As part of our reverence for the dead and death, we hallow the burial place of the dead and we choose special places for graves; “we Boers had properly marked-out places on our farms for white people to be laid to rest in, in a civilized Christian way instead of having to be buried just anyhow, along with a dead wild-cat, maybe, or a Bushman with a claypot, and things.” (134)
From this we gather that Boers are superior to Bushmen (who are equated with animals) and have proper respect for the dead. Then Bosman tells the story of Hans Welman which completely contradicts the notion of superiority and shows death truly as a leveller.
1. Hans Welman’s bones cannot be distinguished from those of the “tall kaffir” (135). Only the dog knows the difference. Despite the belief in their superiority, a dog’s instinct is shown to be superior.
2. They give the Black man “a civilized Christian” burial and leave the bones of the white man “to be buried just anyhow, along with a dead wild-cat, maybe, or a Bushman with a claypot, and things.”
Bosman, in showing death as the leveller, is making fun of racist notions of superiority. Death does not distinguish between human beings on the grounds of race. If human beings are treated as equal in death, why not in life? That is the serious question being asked under the ironic humour of confusing the Black man’s bones with Hans Welman’s bones.
Confusion, a theme of the story, is also a source of humour: it is apparent in the first paragraph in the young woman’s death. She is being treated as an angel but the reference to the ‘cattle dip’ and the ‘men from the landdrost’s office’ indicate the opposite. In the second paragraph we have Andries Wessels’ confusion of angels with devils. In the Hans Welman’s story there is the confusion of Welman’s bones with the Black man’s bones
The theme of hypocrisy is also a source of amusement. People at the funeral of the young woman refuse to face the facts that led to her death and instead focus on her youth. Andries Wessels hides his fear of death under the pretence that he is happy to die. In the Hans Welman story, the Boers pretend that they were able to sort out Welman’s bones from the Black man’s bones. But they couldn’t really tell the difference. The irony lies in the fact that they did sort out the bones, but they mistook the Black man’s bones for the white man’s bones and gave the Black man the “civilized Christian” burial. Thus they contradict the notion of racial superiority.

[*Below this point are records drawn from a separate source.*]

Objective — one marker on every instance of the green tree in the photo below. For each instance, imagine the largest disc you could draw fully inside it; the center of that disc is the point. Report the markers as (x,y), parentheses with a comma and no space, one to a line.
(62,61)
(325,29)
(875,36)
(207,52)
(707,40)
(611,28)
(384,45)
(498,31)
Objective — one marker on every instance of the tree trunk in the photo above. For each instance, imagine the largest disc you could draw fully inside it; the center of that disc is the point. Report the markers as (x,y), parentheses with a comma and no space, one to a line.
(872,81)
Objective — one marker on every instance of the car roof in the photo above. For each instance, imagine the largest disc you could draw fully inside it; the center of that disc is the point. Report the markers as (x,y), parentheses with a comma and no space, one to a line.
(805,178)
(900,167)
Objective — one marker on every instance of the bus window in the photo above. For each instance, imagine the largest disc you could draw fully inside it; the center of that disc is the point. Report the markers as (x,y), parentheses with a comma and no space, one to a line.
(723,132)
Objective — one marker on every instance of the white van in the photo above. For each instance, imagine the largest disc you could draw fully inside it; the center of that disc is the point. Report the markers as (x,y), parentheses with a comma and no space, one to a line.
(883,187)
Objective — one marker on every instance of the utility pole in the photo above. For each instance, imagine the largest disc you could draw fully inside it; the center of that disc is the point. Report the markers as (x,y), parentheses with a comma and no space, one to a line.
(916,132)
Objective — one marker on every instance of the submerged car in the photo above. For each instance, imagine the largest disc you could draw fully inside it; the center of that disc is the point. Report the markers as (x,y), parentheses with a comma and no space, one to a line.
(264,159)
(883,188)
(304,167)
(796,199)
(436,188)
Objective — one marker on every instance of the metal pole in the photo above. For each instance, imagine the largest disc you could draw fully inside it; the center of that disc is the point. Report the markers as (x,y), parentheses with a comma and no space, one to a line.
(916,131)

The narrators’ attitudes also accentuate the humour in the story, there are two narrators; the main narrator, who has the fever that focuses him on thoughts of death and dying, tells the whole story and a second one, his friend, Stoffel Oosthuizen, who tells part of the story. They are both the voices of their community; they accept the norms and values of their group and resent and disapprove of criticisms and challenges to their standards. Their self-righteousness will not acknowledge contradictions even when they are obvious. As the reader sees the contradictions, the reader is made aware of the comic predicament of the Boers whose self-righteousness is shown to be naive.